On lira ensuite plusieurs expériences d’établissements engagés dans des démarches d’EDD, avec à chaque fois le souci d’analyser avec un œil critique les modes d’action choisis. Les témoignages présentent la diversité des projets et la créativité des équipes éducatives pour rendre l’établissement exemplaire et acteur dans sa dimension éducative vers le développement durable. L’implication des élèves est toujours recherchée, puisque là-dessus, tous sont bien d’accord, à l’école, au collège et au lycée : il faut développer l’esprit critique des élèves, sortir de l’idéologie des grands discours comme de la vacuité des « petits gestes ».
Dans la troisième partie, l’approche complexe est largement expérimentée au sein des classes, au travers des programmes. Des enseignants témoignent de leurs tâtonnements pour inclure l’EDD dans les apprentissages. Le travail en équipe, souvent, permet à chacun à réfléchir sur les contenus de sa discipline, sur la définition de « compétences transversales » mobilisées par les élèves. On lira l’expérience très poussée de l’équipe d’un lycée de Nantes (Sylvie Grau) qui décide de mettre en cohérence les principes de l’EDD et les principes pédagogiques privilégiés dans leurs classes autour de la valeur centrale du travail collaboratif.
Et puis bien sûr, impossible d’échapper à la question de l’évaluation.

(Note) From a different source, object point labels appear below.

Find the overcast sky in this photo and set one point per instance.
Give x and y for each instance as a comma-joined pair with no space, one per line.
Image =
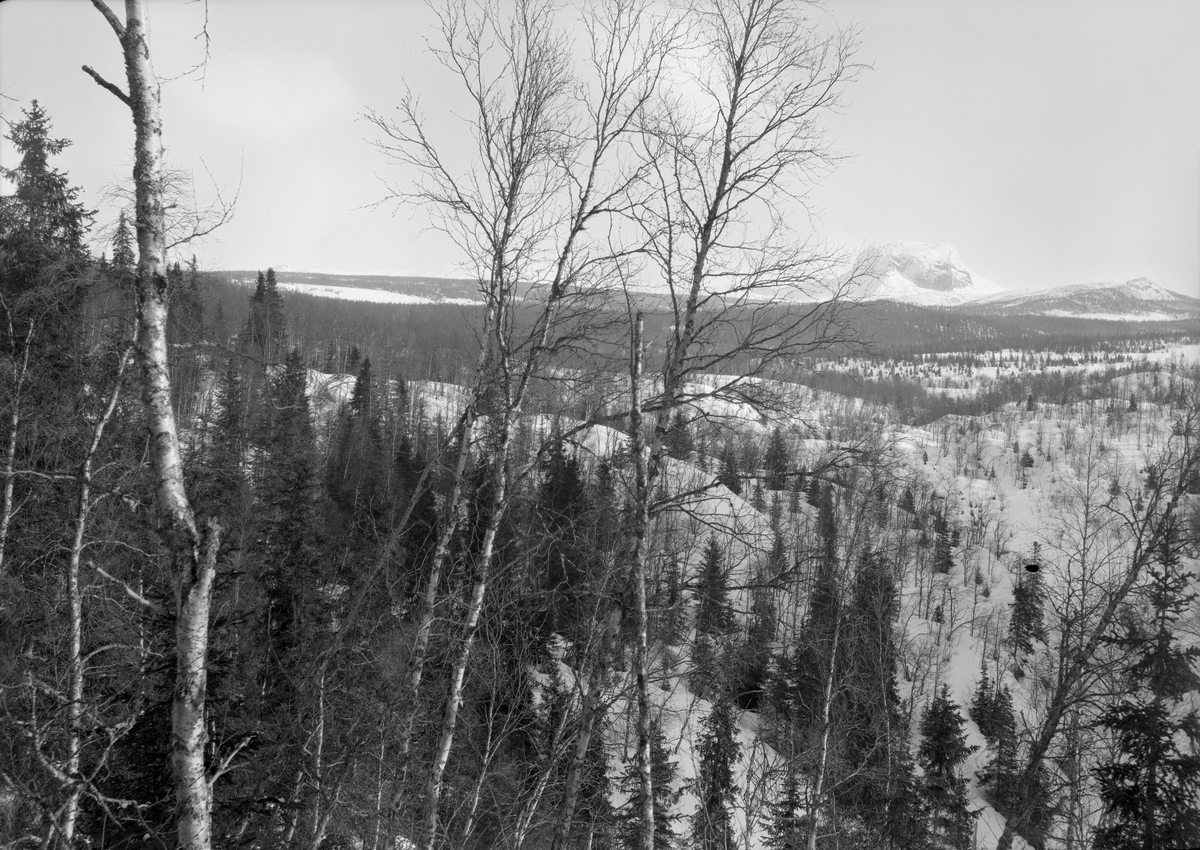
1049,142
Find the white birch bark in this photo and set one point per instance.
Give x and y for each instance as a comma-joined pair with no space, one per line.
192,551
7,509
75,600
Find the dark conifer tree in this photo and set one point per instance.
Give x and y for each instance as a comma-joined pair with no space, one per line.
125,261
1152,790
787,828
289,527
718,753
943,749
678,440
983,704
714,614
777,460
714,621
663,777
355,471
1002,772
1026,622
729,472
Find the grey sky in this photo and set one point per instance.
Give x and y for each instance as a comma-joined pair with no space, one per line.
1049,142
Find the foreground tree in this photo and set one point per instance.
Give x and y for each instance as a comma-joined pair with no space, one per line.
190,546
942,753
723,167
550,165
1141,533
1152,790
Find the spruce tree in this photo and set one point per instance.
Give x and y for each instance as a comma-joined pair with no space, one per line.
729,473
714,614
787,828
1002,772
718,753
1152,789
983,704
1026,622
663,774
714,621
679,442
289,527
777,460
942,752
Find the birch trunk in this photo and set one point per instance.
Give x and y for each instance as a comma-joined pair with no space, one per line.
645,474
475,606
589,704
1149,532
826,708
75,598
192,552
10,455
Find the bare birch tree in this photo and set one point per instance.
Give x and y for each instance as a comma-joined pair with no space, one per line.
191,548
727,156
1177,473
550,163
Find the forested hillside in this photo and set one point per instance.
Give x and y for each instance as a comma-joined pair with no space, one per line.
573,569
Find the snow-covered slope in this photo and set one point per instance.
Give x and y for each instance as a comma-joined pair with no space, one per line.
1139,299
918,273
377,288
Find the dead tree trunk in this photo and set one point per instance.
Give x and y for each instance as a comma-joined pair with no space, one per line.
1149,528
192,551
7,508
646,473
75,599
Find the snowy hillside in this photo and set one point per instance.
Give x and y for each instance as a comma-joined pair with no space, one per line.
1139,299
919,273
370,287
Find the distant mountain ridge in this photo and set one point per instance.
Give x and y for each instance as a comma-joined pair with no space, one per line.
918,273
1139,299
381,288
907,273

Que faire et comment faire pour évaluer une « éducation à » si complexe ? On lira en allers-retours les propositions générales de Gérard de Vecchi qui dresse une « checklist » des questions à se poser, et les choix faits par une équipe d’un lycée parisien qui utilise différents outils d’évaluation à différentes échelles. Du côté de la recherche, une équipe genevoise autour de François Audigier nous communique les résultats d’une enquête qui essaie de mesurer la contribution des enseignements de sciences sociales à l’éducation en vue du développement durable. Le bilan, mitigé, met en évidence la faible place des savoirs dans les réponses et les énoncés des élèves. Il reste beaucoup à faire pour que ces savoirs deviennent vraiment des outils d’analyse, de compréhension et d’action.
Le dossier se clôt par relecture qu’a bien voulu en faire, sans complaisance, Yves Girault, chercheur au Muséum d’histoire naturelle, qui souhaite alerter la communauté éducative sur les pièges idéologiques que recèlerait une pratique non réflexive de l’EDD. On termine par l’invitation à un voyage dans le futur avec la nouvelle de Christian Grenier : Décroissance dure, dictature douce.
La diversité des contributeurs, leur origine professionnelle et leurs expériences (enseignement agricole, Éducation nationale, milieu associatif, recherche en sciences de l’éducation et en EDD, etc.) font la richesse de ce dossier haut en couleur, bien ancré dans le terrain, mais loin des consensus.
Orane Bischoff, ingénieure d’étude, Supagro, antenne de Florac.
Florence Castincaud, rédactrice aux Cahiers pédagogiques.